How to Ferment Pepper Sauce


Choose the level of heat makes creating your own tangy fermented pepper sauce worthwhile. If you like an ultra-hot sauce, use habaneros -- if you like your sauce a bit milder, use jalapenos. To ferment, use a natural vegetable starter or whey -- such as the liquid that sits on top of yogurt -- to keep the peppers' flavors intact without obscuring them.

Things You'll Need

  • Garlic
  • Sugar
  • Salt
  • Vegetable starter or whey
  • Fine-mesh sieve
  • Cheesecloth
  • Wash the peppers under running water. Cut the stems from the peppers, but leave the flowery green tops intact. Three pounds of peppers yields about 1 quart of sauce.

  • Put the peppers in the food processor. Add 1 peeled garlic cloves and 1 tablespoon each of salt and sugar for each pound of peppers.

  • Dissolve 1 packet of vegetable starter -- for every 3 pounds of peppers -- in 1/4 cup warm water and add to the food processor. Alternatively, add 1/4 cup of fresh whey.

  • Puree the ingredients on high until smooth. Stop the processor and scrape the sides of the bowl down periodically while processing.

  • Transfer the puree to a glass jar, leaving at least 1 inch of head space.
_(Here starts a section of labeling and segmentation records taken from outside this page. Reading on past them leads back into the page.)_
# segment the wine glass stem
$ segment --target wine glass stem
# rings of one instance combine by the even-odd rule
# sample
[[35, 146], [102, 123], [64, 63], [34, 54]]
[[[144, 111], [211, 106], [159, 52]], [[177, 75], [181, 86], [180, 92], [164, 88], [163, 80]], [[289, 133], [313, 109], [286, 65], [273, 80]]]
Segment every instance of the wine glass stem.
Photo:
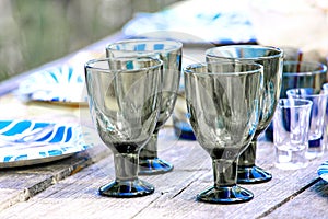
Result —
[[157, 158], [157, 139], [159, 130], [155, 130], [148, 143], [140, 150], [139, 158], [141, 160]]
[[236, 160], [213, 159], [214, 187], [232, 186], [237, 181]]
[[117, 181], [138, 178], [138, 152], [114, 153], [115, 174]]
[[256, 160], [257, 138], [253, 138], [246, 150], [239, 155], [238, 166], [254, 166]]

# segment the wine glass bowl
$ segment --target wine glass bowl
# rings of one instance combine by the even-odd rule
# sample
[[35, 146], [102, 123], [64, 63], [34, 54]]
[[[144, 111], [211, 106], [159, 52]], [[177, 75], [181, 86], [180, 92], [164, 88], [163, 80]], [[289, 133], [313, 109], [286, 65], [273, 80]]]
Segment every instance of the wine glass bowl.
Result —
[[157, 155], [159, 131], [173, 113], [179, 88], [183, 44], [176, 41], [127, 39], [109, 44], [107, 57], [154, 56], [163, 61], [161, 110], [155, 130], [139, 154], [139, 174], [161, 174], [173, 170], [173, 164]]
[[236, 164], [257, 129], [262, 66], [195, 64], [184, 73], [189, 122], [197, 141], [210, 154], [214, 172], [214, 185], [197, 199], [214, 204], [250, 200], [253, 193], [236, 184]]
[[206, 50], [207, 61], [249, 60], [263, 66], [263, 94], [261, 96], [259, 125], [256, 134], [238, 160], [238, 183], [263, 183], [272, 175], [256, 165], [257, 139], [273, 118], [280, 95], [283, 51], [280, 48], [260, 45], [218, 46]]
[[106, 58], [85, 64], [93, 123], [113, 151], [116, 178], [99, 194], [138, 197], [154, 186], [138, 178], [139, 152], [149, 141], [160, 113], [162, 61], [151, 57]]

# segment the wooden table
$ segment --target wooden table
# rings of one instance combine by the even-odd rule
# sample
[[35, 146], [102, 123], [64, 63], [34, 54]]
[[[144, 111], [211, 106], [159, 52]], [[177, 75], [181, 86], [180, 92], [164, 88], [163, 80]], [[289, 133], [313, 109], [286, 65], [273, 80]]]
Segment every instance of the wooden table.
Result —
[[[106, 38], [92, 47], [99, 48], [116, 38]], [[203, 45], [187, 45], [184, 56], [203, 61], [204, 49]], [[14, 106], [19, 113], [13, 115], [20, 118], [42, 115], [77, 123], [89, 117], [87, 106], [22, 103], [12, 95], [20, 79], [3, 82], [0, 89], [0, 104]], [[306, 169], [282, 171], [273, 166], [272, 143], [261, 138], [257, 163], [270, 171], [273, 178], [244, 185], [255, 195], [248, 203], [213, 205], [196, 200], [199, 192], [213, 184], [209, 154], [197, 141], [178, 139], [171, 123], [160, 132], [159, 155], [172, 162], [174, 170], [140, 176], [155, 186], [154, 194], [145, 197], [119, 199], [98, 195], [98, 187], [115, 173], [110, 150], [96, 137], [92, 149], [60, 161], [0, 170], [0, 218], [328, 218], [328, 185], [317, 175], [327, 153]]]

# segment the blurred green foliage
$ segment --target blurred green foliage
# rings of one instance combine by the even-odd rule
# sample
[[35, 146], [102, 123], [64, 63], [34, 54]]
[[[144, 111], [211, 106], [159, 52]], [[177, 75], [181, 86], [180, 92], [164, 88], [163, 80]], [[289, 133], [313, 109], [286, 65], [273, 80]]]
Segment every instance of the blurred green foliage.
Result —
[[104, 13], [112, 13], [104, 7], [120, 10], [116, 4], [108, 0], [1, 0], [0, 81], [119, 30], [132, 14], [128, 12], [115, 24], [104, 19]]

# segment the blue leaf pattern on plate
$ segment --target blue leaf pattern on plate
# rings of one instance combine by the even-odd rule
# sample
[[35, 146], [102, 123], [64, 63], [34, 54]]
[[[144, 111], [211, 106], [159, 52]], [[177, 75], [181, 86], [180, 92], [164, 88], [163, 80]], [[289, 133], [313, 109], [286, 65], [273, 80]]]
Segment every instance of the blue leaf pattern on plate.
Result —
[[[46, 162], [92, 147], [79, 125], [0, 120], [0, 168]], [[16, 163], [21, 162], [22, 163]]]
[[86, 102], [83, 73], [69, 65], [38, 71], [20, 83], [16, 94], [23, 101]]

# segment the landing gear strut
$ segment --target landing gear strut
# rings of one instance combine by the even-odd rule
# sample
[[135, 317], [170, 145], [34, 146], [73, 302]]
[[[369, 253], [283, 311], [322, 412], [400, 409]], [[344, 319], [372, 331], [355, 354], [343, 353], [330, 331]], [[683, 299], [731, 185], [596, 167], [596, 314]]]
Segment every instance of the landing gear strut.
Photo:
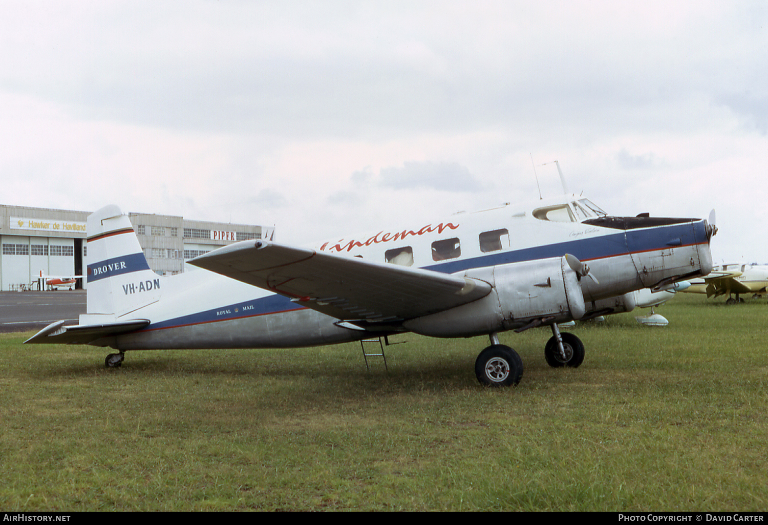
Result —
[[513, 349], [499, 344], [498, 336], [491, 334], [492, 344], [480, 352], [475, 361], [475, 375], [481, 384], [512, 387], [523, 377], [523, 361]]
[[125, 359], [125, 354], [122, 352], [120, 354], [110, 354], [104, 360], [104, 366], [108, 368], [117, 368], [123, 364], [124, 359]]
[[553, 368], [575, 368], [584, 361], [584, 343], [573, 334], [560, 332], [557, 324], [552, 324], [554, 335], [544, 347], [544, 357]]

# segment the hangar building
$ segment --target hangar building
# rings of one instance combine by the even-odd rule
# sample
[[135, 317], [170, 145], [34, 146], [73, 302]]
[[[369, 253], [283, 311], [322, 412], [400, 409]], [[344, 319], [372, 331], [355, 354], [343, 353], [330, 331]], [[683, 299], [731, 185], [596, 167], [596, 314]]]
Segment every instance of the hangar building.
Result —
[[[44, 275], [84, 275], [90, 211], [0, 204], [0, 291], [36, 287]], [[274, 227], [131, 213], [150, 268], [161, 275], [194, 270], [189, 259], [237, 241], [271, 238]], [[84, 279], [77, 287], [87, 287]], [[35, 287], [36, 289], [36, 287]]]

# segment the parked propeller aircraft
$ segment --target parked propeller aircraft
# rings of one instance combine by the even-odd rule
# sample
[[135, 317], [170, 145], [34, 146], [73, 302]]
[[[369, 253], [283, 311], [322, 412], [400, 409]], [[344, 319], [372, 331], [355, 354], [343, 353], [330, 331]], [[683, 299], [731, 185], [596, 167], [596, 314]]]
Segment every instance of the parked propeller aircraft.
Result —
[[74, 290], [78, 279], [82, 278], [82, 275], [46, 275], [45, 272], [41, 270], [40, 277], [38, 277], [38, 289], [43, 290], [48, 287], [51, 290], [61, 288]]
[[161, 277], [127, 216], [107, 206], [88, 218], [88, 313], [25, 342], [111, 347], [105, 364], [118, 367], [131, 350], [487, 335], [478, 380], [514, 385], [522, 361], [499, 332], [549, 326], [548, 363], [578, 367], [584, 344], [558, 323], [629, 311], [635, 290], [708, 274], [715, 231], [701, 219], [611, 217], [566, 196], [312, 248], [243, 241], [190, 261], [209, 272]]
[[[707, 294], [707, 297], [728, 294], [726, 304], [743, 302], [742, 294], [762, 294], [768, 287], [768, 266], [744, 264], [718, 265], [709, 275], [694, 279], [684, 291]], [[736, 295], [734, 299], [732, 296]]]

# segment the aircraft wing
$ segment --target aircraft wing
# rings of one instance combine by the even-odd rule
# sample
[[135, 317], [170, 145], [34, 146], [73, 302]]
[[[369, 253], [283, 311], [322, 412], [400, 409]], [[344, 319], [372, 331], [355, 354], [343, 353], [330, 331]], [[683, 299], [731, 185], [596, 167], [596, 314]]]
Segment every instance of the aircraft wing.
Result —
[[715, 297], [727, 293], [746, 294], [751, 291], [736, 277], [741, 275], [737, 270], [723, 270], [710, 272], [703, 277], [707, 297]]
[[230, 244], [189, 262], [358, 324], [395, 323], [491, 291], [490, 284], [477, 279], [266, 241]]

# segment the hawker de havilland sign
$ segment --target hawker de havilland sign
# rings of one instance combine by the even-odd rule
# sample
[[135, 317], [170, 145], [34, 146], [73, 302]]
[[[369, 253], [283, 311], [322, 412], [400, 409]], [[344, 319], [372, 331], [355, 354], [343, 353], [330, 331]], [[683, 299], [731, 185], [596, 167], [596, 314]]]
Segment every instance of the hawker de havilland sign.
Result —
[[88, 219], [88, 313], [26, 342], [111, 347], [105, 363], [116, 367], [132, 350], [485, 334], [491, 344], [475, 361], [477, 378], [514, 385], [522, 361], [499, 332], [551, 327], [547, 361], [579, 366], [584, 344], [558, 324], [629, 311], [634, 291], [707, 274], [711, 222], [611, 217], [564, 196], [313, 247], [243, 241], [190, 261], [209, 271], [158, 276], [128, 217], [107, 206]]

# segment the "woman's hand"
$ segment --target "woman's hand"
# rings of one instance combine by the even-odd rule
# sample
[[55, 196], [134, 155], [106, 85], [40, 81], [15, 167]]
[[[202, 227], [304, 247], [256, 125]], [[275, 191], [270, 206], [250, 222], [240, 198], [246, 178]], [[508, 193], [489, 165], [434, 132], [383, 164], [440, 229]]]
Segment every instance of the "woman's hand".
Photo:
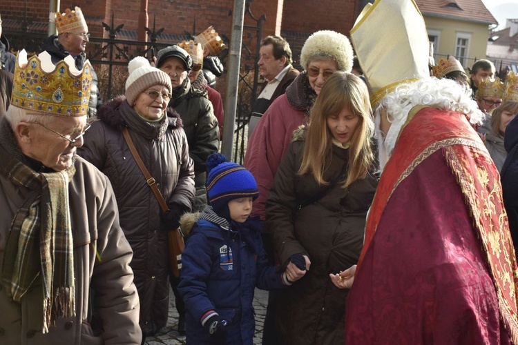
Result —
[[304, 260], [305, 262], [304, 270], [300, 269], [298, 267], [297, 267], [296, 264], [294, 264], [291, 261], [289, 262], [289, 264], [288, 264], [287, 267], [286, 267], [286, 270], [285, 270], [285, 272], [286, 273], [286, 275], [288, 277], [288, 280], [289, 280], [290, 282], [296, 282], [297, 280], [304, 277], [304, 275], [306, 274], [307, 271], [309, 270], [309, 266], [311, 264], [309, 258], [307, 257], [307, 255], [302, 255], [302, 257], [304, 258]]
[[343, 272], [334, 275], [329, 273], [329, 277], [333, 284], [338, 288], [351, 288], [354, 282], [354, 273], [356, 265], [353, 265]]

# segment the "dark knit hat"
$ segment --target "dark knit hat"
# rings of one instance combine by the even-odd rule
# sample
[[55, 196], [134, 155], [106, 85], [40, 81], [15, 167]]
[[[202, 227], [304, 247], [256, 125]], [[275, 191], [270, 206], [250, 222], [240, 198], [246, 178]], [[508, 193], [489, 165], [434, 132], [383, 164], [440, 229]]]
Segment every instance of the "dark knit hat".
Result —
[[221, 153], [215, 152], [207, 161], [209, 175], [207, 193], [214, 212], [226, 218], [229, 201], [240, 197], [259, 196], [256, 179], [242, 166], [227, 161]]
[[171, 46], [161, 49], [157, 53], [157, 68], [160, 68], [168, 57], [178, 57], [184, 63], [185, 69], [190, 72], [193, 69], [193, 59], [183, 48], [178, 46]]

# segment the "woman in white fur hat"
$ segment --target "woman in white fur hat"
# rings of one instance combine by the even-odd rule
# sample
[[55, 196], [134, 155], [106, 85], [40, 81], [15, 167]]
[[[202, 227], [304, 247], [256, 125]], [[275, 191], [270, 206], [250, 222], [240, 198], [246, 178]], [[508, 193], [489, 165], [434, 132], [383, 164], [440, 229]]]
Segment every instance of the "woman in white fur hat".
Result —
[[[140, 299], [144, 342], [146, 335], [155, 334], [167, 322], [167, 232], [178, 228], [180, 217], [191, 210], [194, 170], [182, 120], [167, 108], [171, 78], [142, 57], [131, 60], [128, 69], [125, 95], [99, 109], [99, 121], [84, 136], [79, 153], [104, 172], [113, 186], [121, 226], [133, 250], [131, 266]], [[126, 130], [169, 213], [162, 211], [130, 152], [123, 135]]]
[[[352, 46], [342, 34], [317, 31], [306, 40], [300, 51], [300, 65], [304, 71], [288, 86], [286, 93], [271, 103], [249, 139], [244, 165], [256, 177], [259, 188], [253, 215], [258, 215], [265, 221], [266, 199], [294, 130], [308, 122], [313, 103], [327, 78], [337, 70], [350, 72], [352, 59]], [[273, 257], [267, 229], [265, 233], [265, 248]], [[262, 344], [268, 345], [279, 342], [272, 330], [274, 295], [270, 294], [263, 333]]]

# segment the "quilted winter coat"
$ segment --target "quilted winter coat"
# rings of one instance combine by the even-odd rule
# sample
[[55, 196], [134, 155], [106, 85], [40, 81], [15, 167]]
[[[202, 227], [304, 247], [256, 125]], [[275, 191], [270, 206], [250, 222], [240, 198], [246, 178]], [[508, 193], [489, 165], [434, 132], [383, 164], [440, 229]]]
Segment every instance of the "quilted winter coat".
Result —
[[140, 326], [152, 335], [166, 325], [169, 310], [167, 224], [151, 188], [129, 150], [127, 126], [137, 150], [170, 209], [190, 210], [194, 201], [193, 160], [180, 117], [170, 112], [159, 122], [144, 120], [125, 98], [99, 109], [99, 121], [84, 136], [79, 155], [108, 176], [120, 224], [133, 250], [131, 266], [140, 298]]
[[[296, 130], [294, 137], [267, 200], [267, 229], [281, 266], [302, 253], [311, 266], [289, 290], [280, 291], [276, 332], [287, 345], [343, 344], [348, 290], [336, 288], [329, 274], [357, 263], [378, 179], [367, 174], [345, 189], [338, 183], [326, 193], [327, 186], [318, 185], [312, 175], [298, 175], [305, 130]], [[333, 181], [348, 164], [349, 149], [334, 145], [324, 179]]]

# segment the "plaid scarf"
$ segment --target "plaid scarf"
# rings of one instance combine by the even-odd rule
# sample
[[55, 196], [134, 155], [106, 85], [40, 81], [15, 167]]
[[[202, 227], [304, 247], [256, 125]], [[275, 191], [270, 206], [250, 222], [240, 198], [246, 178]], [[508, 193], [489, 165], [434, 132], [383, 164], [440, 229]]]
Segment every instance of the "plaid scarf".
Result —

Seal the jar and set it in a cool place.

  • Leave the jar to ferment for seven days after it begins to bubble. Start tasting the pepper sauce after seven days of fermenting to determine its potency.

  • Strain the pepper sauce through a sieve lined with cheesecloth and into a mixing bowl after it ferments to the desired potency. As it strains, press the solids against the sieve to render all the liquid.

  • Funnel the sauce into a glass jar. Fermented pepper sauce stays fresh for about six months at room temperature.

Tips & Warnings

  • Reserve the pepper solids remaining in the sieve for use in soups and sauces -- anywhere a punch of heat is needed.